A Causal Framework for Quantile Residual Lifetime
Taekwon Hong, Woojung Bae, Sang Kyu Lee, Dongrak Choi, Jong-Hyeon Jeong

TL;DR
This paper introduces a causal framework for estimating quantiles of residual lifetime after a high-risk period, addressing interpretability issues of traditional metrics and accounting for confounding and censoring in clinical prognosis.
Contribution
It proposes the Observed Survivor Quantile Contrast (OSQC) and a doubly robust estimator, along with a reweighting-based method for the Principal Survivor Quantile Contrast (PSQC), advancing causal inference in survival analysis.
Findings
Simulations confirm estimator robustness and clarify post-treatment selection effects.
Application to clinical data demonstrates practical utility in real-world prognosis assessment.
Framework effectively disentangles causal effects from compositional changes in survivor populations.
Abstract
Estimating prognosis conditional on surviving an initial high-risk period is crucial in clinical research.

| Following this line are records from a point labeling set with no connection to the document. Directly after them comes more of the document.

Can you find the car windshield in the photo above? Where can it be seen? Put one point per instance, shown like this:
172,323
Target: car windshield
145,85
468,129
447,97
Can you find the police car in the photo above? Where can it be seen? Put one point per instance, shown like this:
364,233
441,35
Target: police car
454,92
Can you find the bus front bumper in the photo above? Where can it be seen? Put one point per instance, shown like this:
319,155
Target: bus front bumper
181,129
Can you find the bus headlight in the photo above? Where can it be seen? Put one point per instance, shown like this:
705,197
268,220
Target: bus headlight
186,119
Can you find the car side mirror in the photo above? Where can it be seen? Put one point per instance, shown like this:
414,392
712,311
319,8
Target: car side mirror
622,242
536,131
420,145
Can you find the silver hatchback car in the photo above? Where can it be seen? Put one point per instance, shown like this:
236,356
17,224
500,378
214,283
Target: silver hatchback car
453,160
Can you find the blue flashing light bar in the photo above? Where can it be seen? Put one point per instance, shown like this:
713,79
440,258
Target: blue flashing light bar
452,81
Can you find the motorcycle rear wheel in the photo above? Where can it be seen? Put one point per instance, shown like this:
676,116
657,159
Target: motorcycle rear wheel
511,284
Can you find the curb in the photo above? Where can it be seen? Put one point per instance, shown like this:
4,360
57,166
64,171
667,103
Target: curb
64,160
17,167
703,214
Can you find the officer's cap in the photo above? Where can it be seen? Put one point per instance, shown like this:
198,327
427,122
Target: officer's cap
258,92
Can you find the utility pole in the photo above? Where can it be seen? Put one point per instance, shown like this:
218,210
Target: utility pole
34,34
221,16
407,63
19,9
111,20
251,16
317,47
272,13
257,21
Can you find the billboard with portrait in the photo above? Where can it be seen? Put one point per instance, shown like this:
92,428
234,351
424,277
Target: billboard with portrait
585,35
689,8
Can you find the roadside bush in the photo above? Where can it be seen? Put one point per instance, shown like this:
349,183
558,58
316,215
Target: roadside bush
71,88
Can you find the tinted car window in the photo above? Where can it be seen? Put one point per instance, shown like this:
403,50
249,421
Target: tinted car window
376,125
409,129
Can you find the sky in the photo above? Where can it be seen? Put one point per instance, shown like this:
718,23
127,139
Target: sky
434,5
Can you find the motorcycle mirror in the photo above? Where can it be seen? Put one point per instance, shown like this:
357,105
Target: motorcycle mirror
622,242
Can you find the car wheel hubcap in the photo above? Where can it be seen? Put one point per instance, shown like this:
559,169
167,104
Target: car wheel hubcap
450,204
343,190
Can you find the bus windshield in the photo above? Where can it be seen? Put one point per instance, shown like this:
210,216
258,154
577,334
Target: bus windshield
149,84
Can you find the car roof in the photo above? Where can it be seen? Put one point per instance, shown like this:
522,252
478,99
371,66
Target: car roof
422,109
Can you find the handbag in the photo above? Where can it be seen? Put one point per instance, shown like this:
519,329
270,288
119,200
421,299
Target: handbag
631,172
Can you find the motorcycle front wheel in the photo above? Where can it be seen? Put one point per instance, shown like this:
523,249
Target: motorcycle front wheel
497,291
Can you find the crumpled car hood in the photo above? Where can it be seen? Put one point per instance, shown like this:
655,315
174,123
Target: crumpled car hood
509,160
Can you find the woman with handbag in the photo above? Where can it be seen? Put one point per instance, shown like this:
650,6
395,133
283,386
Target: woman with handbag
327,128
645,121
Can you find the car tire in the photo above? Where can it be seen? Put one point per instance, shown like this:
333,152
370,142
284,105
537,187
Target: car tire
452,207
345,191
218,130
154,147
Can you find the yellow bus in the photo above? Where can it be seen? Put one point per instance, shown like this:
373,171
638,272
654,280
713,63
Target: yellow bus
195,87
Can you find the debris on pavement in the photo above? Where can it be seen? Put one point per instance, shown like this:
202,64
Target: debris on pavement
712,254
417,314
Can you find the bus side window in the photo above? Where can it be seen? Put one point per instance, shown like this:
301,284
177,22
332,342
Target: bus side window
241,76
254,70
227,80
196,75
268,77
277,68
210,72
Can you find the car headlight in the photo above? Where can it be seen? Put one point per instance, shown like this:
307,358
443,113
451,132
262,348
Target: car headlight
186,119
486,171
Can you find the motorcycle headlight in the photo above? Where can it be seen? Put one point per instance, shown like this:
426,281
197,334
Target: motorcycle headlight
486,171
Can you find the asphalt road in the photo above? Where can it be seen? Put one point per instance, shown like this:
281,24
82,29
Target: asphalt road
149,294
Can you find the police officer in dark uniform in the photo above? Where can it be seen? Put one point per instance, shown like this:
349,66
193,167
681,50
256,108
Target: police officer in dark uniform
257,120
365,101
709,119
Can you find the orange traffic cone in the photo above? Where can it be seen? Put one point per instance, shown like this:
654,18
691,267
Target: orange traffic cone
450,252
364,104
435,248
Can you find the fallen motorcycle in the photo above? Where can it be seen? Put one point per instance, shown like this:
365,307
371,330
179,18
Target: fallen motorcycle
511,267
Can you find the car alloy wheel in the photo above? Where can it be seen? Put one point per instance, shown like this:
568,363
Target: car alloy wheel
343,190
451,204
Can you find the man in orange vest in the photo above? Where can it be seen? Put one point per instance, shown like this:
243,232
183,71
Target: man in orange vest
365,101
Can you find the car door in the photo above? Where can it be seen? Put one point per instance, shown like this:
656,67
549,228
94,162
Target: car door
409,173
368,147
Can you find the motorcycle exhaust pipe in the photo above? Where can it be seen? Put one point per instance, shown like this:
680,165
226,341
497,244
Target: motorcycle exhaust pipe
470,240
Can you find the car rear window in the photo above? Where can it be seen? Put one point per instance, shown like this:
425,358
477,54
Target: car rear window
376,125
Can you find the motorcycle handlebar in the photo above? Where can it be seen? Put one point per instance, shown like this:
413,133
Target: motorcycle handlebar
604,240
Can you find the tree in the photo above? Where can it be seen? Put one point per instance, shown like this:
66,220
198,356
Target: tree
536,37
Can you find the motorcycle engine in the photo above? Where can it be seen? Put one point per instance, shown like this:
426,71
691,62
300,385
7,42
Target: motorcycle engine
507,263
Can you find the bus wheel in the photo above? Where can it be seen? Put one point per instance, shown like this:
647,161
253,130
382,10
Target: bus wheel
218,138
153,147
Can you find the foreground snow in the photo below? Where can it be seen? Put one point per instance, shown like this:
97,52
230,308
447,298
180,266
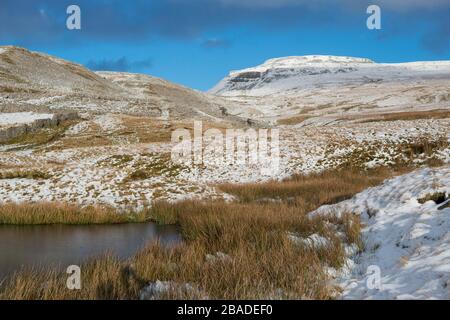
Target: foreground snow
22,117
408,241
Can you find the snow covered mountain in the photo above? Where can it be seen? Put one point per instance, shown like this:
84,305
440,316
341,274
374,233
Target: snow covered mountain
32,81
324,90
290,73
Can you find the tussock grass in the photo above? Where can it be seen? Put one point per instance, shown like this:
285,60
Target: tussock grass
59,213
27,174
312,190
412,115
261,260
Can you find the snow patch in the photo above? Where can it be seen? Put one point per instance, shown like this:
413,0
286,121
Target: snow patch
408,241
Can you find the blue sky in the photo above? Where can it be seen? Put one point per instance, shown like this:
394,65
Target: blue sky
197,42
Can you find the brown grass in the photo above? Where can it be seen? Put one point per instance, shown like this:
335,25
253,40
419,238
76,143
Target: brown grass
27,174
262,261
293,120
58,213
408,116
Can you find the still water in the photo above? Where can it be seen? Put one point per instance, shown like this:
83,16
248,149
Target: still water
62,245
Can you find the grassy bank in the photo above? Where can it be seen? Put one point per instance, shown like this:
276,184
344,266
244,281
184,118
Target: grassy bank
239,250
60,213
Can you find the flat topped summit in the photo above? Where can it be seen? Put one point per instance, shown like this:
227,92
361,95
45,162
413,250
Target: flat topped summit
305,61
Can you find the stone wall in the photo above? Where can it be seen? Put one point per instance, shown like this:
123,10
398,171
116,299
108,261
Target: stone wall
10,133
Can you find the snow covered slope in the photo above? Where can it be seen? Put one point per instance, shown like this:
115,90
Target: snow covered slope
284,74
406,236
320,90
32,81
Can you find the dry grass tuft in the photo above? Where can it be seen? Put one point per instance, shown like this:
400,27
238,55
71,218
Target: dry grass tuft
257,260
59,213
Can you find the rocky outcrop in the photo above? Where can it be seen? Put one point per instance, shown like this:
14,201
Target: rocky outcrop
9,133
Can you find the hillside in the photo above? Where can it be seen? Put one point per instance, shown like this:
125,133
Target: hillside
318,90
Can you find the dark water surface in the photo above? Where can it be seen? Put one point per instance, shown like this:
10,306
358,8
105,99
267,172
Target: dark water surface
62,245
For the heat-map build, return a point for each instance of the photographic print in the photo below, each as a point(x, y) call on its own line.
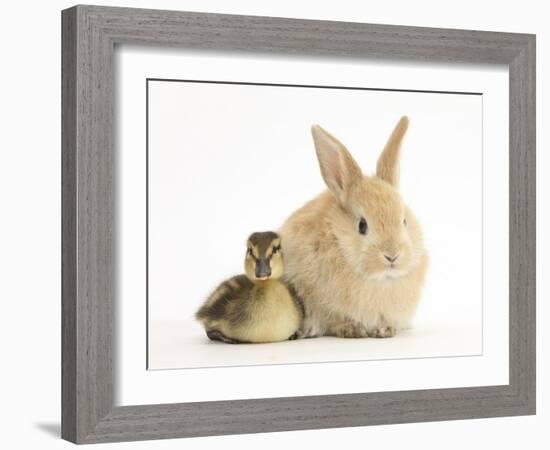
point(276, 224)
point(306, 223)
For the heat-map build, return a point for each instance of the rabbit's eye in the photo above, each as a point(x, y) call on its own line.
point(363, 227)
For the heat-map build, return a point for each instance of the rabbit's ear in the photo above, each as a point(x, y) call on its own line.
point(387, 167)
point(339, 169)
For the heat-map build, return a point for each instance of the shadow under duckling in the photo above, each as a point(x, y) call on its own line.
point(257, 307)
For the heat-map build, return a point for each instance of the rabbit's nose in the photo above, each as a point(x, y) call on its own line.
point(392, 259)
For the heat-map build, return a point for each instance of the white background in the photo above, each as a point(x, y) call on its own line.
point(447, 327)
point(30, 228)
point(226, 160)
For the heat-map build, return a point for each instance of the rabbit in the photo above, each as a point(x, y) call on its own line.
point(355, 254)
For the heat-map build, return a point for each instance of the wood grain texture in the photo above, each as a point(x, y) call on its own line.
point(89, 36)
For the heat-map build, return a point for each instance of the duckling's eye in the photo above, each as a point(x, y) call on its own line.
point(363, 227)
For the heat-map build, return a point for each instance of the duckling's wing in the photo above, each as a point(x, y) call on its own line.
point(296, 297)
point(220, 302)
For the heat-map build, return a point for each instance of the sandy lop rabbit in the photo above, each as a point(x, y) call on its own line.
point(355, 253)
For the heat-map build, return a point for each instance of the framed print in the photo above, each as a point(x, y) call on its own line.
point(278, 224)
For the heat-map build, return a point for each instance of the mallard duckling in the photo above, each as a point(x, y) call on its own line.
point(256, 307)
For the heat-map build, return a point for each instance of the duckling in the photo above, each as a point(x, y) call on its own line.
point(257, 306)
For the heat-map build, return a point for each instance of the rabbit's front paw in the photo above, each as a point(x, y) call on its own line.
point(348, 330)
point(382, 332)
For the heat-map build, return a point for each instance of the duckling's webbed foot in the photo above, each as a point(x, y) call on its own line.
point(216, 335)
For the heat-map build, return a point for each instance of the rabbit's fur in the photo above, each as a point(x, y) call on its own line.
point(349, 288)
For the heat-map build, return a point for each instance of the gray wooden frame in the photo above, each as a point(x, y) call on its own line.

Yet, standard metrics such as hazard ratios are often difficult to interpret, while mean-based summaries are sensitive to outliers and censoring. We propose a formal causal framework for estimating quantiles of residual lifetime among individuals surviving to a landmark time . Our primary estimand, the "Observed Survivor Quantile Contrast" (OSQC), targets pragmatic prognostic differences within the observed survivor population. To estimate the OSQC, we develop a doubly robust estimator that combines propensity scores, outcome regression, and inverse probability of censoring weights, ensuring consistency under confounding and informative censoring provided that the censoring model is correctly specified and at least one additional nuisance model is correctly specified.…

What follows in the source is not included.